During the pre-order traversal, each node can be processed independently as long as all nodes between it and the root have already been processed. After processing, each node needs to pass a tuple (specifically, two floats) to each of its children. On the post-order traversal, each node can be processed independently as long as all of it's subtrees (if any) have already been processed. After processing, each node needs to pass a single float to its parent.
The structure of the trees is static and unchanged during the algorithm. However, during the course of the downward traversal, if the two floats being passed both become zero, the entire subtree under this node does not need to be processed, and the upwards traversal for this node can begin. (The subtree must be preserved, because the passed floats on subsequent iterations may become non-zero at this node and traversals would resume).
The intensity of computation at each node is the same across the tree. The computation at each node is trivial: Just a few sums and multiply/divides on a list of numbers with length equal to the number of children at the node.
The trees being processed are unbalanced: a typical node would have 2 leaves plus 0-6 additional child nodes. So, simply partitioning the tree into a set of relatively balanced subtrees is non-obvious (to me). Further, the trees are designed to consume all available RAM: the bigger tree that I can process, the better.

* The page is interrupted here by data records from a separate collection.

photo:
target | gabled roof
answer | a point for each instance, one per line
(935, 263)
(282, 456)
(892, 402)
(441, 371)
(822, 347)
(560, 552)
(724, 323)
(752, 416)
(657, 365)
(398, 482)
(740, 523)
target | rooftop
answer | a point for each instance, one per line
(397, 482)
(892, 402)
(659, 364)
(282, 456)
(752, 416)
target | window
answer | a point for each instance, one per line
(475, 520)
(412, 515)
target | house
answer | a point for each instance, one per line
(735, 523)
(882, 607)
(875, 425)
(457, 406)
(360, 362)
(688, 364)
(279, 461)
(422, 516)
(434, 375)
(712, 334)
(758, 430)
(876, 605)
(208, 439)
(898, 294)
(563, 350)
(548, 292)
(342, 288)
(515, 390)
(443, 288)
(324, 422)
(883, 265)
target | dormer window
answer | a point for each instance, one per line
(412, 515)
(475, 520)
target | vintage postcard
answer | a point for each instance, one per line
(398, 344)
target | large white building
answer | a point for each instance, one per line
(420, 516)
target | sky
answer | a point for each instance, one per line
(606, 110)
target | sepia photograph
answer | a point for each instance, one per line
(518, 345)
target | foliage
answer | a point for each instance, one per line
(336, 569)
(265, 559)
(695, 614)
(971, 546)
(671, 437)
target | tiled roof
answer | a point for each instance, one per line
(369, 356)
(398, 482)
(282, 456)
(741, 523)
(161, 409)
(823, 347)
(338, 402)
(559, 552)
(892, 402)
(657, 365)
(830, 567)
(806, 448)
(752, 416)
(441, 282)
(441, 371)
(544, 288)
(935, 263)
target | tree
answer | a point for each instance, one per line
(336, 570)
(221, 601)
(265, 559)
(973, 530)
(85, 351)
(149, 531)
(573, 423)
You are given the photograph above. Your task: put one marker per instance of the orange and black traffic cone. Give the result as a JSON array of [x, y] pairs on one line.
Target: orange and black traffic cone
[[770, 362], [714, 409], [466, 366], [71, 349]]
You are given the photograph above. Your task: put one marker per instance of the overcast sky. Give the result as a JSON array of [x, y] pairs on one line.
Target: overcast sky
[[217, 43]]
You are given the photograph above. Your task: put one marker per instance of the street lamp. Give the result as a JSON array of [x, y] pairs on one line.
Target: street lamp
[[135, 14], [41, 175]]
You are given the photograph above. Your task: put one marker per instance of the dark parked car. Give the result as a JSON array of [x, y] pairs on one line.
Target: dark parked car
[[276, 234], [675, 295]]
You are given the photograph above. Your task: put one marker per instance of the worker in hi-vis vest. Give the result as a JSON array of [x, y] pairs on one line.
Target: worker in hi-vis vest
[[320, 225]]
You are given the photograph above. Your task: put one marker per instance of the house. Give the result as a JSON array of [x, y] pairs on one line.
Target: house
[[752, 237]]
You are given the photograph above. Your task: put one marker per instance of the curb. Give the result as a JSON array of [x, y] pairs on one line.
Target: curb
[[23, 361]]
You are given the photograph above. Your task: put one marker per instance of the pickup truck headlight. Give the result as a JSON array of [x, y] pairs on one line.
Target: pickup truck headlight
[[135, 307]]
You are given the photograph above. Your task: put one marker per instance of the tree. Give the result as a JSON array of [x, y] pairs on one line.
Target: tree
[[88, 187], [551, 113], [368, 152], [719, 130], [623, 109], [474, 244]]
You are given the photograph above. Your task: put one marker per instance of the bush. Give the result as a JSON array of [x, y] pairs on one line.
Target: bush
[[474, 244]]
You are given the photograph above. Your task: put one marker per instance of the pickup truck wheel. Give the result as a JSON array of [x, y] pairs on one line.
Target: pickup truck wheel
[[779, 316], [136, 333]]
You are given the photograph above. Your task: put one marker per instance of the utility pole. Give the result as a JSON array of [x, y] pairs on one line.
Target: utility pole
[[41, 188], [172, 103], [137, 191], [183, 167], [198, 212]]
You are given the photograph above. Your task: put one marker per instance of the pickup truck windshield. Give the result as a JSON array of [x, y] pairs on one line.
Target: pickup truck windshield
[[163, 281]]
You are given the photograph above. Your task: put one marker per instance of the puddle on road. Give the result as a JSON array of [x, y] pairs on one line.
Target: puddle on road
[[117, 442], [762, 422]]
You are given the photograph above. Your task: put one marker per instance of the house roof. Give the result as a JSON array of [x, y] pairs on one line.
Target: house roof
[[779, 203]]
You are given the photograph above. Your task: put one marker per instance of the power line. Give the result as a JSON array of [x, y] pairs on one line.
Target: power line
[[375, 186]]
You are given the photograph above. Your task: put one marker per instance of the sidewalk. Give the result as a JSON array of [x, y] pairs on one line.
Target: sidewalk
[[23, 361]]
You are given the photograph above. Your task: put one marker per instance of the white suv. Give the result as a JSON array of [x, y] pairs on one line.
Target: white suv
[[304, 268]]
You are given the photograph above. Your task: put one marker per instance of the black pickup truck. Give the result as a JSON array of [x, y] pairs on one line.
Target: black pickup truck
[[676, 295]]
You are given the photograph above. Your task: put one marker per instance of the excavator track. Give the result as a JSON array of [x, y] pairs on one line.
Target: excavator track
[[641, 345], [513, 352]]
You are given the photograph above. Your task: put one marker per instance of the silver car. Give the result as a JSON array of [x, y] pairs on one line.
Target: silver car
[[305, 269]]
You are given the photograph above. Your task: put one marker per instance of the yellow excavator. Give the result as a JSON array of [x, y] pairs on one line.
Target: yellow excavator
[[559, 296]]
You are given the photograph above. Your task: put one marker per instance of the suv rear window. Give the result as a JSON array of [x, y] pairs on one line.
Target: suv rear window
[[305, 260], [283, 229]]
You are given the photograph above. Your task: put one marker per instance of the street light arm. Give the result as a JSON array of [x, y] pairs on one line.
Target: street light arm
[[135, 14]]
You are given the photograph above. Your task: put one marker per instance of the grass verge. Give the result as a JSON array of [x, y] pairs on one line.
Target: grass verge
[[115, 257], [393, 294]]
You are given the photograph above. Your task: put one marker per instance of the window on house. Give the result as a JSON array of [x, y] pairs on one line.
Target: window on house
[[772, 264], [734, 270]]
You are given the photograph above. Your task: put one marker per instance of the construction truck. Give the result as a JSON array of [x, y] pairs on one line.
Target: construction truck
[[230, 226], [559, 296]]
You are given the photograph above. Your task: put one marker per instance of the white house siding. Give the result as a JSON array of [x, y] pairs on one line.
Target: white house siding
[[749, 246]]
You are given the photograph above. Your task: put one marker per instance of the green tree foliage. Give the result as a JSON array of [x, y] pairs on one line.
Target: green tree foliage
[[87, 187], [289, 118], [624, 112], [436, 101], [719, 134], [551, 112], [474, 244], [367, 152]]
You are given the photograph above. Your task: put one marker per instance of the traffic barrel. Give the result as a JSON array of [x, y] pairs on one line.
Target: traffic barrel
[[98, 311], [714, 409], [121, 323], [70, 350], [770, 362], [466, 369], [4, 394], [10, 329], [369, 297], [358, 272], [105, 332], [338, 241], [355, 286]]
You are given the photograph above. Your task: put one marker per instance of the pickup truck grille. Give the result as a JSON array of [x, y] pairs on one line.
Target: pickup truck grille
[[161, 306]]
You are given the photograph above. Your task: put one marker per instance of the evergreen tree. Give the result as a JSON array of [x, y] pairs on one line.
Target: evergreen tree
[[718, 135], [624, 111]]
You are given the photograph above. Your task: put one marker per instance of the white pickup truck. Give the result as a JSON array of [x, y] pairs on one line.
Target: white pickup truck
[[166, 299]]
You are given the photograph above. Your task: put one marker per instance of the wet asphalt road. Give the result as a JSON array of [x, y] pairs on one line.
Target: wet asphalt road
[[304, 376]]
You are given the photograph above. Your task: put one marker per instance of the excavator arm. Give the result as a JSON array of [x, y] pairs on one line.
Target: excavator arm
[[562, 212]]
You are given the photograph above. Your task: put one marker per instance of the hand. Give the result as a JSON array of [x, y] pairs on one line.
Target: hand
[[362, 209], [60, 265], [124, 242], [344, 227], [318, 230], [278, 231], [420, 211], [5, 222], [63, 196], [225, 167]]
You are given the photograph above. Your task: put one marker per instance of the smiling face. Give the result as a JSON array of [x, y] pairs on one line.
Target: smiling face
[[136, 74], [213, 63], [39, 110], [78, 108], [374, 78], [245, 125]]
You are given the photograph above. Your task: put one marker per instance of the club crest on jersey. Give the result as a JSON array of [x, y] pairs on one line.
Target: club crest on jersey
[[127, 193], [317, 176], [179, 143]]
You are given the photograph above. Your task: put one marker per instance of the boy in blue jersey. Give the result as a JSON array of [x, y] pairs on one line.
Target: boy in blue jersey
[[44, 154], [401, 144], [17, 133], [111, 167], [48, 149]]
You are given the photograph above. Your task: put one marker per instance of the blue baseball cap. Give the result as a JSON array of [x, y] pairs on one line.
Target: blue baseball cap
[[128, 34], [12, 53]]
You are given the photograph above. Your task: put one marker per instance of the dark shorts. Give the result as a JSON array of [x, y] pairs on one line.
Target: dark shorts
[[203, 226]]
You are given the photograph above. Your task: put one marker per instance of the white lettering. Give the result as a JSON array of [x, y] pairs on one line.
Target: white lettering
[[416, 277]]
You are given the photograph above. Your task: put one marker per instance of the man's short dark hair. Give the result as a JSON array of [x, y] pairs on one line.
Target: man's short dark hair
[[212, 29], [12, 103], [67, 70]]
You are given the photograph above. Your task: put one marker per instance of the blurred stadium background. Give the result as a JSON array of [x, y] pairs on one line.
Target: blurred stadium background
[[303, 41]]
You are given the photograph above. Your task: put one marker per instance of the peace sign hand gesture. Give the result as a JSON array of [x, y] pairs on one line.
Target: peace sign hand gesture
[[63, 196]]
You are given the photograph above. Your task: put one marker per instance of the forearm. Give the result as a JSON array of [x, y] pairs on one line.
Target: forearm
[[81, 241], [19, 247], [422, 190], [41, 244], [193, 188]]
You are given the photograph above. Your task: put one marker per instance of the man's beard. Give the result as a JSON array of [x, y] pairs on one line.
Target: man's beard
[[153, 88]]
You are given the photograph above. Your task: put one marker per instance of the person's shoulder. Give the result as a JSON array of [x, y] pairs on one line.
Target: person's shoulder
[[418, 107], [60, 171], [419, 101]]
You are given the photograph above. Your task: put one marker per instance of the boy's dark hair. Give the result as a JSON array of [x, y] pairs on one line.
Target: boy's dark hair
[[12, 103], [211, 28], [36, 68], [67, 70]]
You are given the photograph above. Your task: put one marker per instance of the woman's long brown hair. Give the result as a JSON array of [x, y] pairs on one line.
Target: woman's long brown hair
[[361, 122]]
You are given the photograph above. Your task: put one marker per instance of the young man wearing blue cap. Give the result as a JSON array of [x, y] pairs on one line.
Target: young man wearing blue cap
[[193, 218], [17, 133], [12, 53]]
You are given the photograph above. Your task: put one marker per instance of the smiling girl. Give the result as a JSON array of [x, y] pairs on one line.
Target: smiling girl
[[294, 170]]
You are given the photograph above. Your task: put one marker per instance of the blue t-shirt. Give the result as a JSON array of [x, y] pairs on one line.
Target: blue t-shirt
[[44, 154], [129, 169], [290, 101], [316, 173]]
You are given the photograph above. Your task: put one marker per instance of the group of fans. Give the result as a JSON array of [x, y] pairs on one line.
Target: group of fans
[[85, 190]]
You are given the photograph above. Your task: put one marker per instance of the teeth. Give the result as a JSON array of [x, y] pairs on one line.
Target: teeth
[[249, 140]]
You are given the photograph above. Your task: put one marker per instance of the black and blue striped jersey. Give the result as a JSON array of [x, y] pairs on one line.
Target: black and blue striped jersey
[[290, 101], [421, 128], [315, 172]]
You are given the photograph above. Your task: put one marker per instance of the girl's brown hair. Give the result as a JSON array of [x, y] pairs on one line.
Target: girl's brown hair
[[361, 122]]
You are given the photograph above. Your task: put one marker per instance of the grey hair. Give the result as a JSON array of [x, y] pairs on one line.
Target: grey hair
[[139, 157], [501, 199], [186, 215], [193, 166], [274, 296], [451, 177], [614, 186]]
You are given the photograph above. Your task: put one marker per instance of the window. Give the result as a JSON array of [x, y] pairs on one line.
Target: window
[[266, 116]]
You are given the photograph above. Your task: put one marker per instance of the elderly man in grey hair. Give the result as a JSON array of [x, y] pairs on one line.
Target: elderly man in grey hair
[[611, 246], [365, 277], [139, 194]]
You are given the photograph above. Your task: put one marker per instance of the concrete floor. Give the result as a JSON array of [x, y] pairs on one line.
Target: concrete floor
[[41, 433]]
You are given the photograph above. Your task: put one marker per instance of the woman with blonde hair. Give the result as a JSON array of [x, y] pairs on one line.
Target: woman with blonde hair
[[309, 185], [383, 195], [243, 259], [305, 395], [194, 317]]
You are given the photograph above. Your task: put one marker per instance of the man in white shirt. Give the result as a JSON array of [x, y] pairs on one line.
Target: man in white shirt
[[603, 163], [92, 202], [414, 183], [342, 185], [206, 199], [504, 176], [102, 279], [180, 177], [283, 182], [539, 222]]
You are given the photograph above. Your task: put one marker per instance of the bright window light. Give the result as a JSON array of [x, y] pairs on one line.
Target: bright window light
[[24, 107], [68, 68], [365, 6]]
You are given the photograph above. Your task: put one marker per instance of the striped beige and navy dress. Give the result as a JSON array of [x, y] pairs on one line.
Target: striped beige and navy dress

My serial implementation attains on the order of 1000 iterations per second on just my little test trees; with the "real" trees, I expect it might slow by an order of magnitude (or more?). Given that the algorithm requires at least 100 million iterations (possibly up to a billion) to reach an acceptable result, I'd like to parallelize the algorithm to take advantage of multiple cores. I have zero experience with parallel programming.
What is the recommended pattern for parallelization given the nature of my algorithm?